A holistic approach to system reliability in blue gene
Abstract
Optimizing supercomputer performance requires a balance between objectives for processor performance, network performance, power delivery and cooling, cost and reliability. In particular, scaling a system to a large number of processors poses challenges for reliability, availability and serviceability. Given the power and thermal constraints of data centers, the BlueGene/L supercomputer has been designed with a focus on maximizing floating point operations per second per Watt (FLOPS/Watt). This results in a drastic reduction in FLOPS/m2 floor space and FLOPS/dollar, allowing for affordable scale-up. The BlueGene/L system has been scaled to a total of 65,536 compute nodes in 64 racks. A system approach was used to minimize power at all levels, from the processor to the cooling plant. A Blue-Gene/L compute node consists of a single ASIC and associated memory. The ASIC integrates all system functions including processors, the memory subsystem and communication, thereby minimizing chip count, interfaces, and power dissipation. As the number of components increases, even a low failure rate per-component will lead to an unacceptable system failure rate. Additional mechanisms will have to be deployed to achieve sufficient reliability at the system level.
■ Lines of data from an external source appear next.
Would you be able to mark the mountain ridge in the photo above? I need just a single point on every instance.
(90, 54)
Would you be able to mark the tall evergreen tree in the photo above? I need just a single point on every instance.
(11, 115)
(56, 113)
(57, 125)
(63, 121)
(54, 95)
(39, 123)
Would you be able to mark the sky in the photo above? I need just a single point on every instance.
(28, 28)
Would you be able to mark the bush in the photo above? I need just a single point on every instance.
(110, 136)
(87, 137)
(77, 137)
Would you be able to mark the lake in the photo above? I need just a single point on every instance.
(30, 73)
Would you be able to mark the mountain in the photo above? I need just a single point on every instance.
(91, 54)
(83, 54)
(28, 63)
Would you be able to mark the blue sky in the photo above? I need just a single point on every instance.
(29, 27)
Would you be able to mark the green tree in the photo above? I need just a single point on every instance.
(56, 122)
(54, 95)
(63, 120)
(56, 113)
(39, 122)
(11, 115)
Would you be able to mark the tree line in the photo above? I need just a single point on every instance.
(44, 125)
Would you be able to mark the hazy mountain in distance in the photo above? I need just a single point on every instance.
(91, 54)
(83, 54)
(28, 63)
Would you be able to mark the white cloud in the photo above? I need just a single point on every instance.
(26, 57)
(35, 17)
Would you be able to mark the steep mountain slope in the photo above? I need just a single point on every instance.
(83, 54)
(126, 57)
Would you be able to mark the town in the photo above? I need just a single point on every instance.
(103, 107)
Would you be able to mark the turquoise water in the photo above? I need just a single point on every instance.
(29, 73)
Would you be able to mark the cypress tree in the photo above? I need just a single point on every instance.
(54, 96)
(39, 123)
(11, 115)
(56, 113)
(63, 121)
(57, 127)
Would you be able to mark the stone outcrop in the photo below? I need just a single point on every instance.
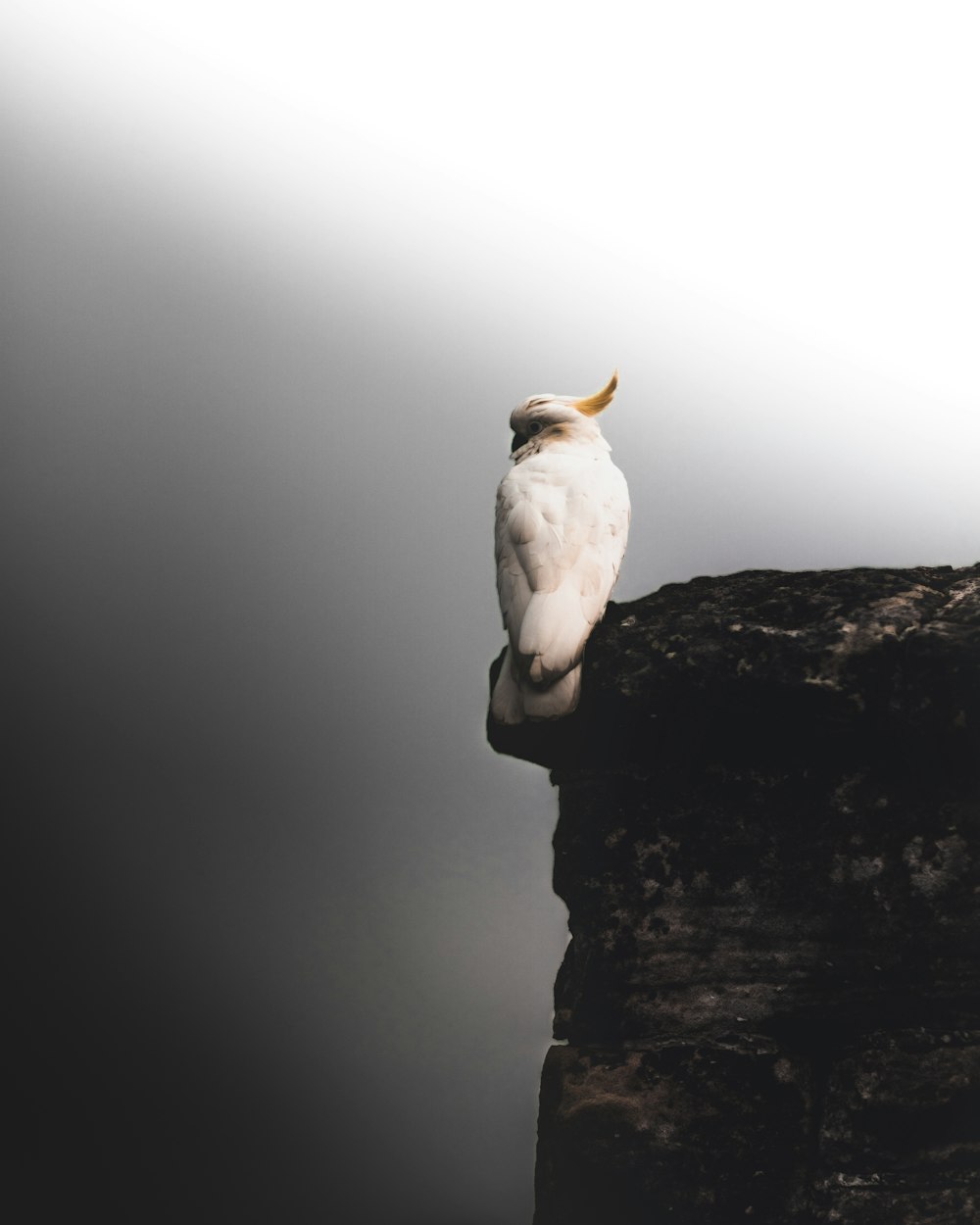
(769, 847)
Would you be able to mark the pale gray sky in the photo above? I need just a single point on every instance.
(274, 277)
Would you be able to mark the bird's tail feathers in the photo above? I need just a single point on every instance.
(514, 701)
(555, 701)
(506, 704)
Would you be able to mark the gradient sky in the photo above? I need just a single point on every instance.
(273, 277)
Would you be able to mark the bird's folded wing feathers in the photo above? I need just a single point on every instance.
(559, 552)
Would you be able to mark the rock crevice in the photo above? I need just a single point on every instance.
(769, 848)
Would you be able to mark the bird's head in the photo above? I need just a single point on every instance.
(544, 419)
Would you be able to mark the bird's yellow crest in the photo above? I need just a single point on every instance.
(593, 405)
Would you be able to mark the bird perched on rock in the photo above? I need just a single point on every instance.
(563, 517)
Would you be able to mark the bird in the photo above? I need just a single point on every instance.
(563, 517)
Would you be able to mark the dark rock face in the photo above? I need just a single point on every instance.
(769, 848)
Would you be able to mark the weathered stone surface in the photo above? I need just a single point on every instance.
(667, 1126)
(769, 848)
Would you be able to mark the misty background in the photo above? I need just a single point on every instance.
(273, 277)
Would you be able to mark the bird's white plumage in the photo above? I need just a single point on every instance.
(562, 525)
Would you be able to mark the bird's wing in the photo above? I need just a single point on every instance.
(560, 539)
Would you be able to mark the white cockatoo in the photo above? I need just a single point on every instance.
(563, 517)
In particular, the data transfer volume in the communication networks of a massively parallel system poses significant challenges on bit error rates and recovery mechanisms in the communication links. Low power dissipation and high performance, along with reliability, availability and serviceability were prime considerations in BlueGene/L hardware architecture, system design, and packaging. A high-performance software stack, consisting of operating system services, compilers, libraries and middleware, completes the system, while enhancing reliability and data integrity. © 2006 IEEE.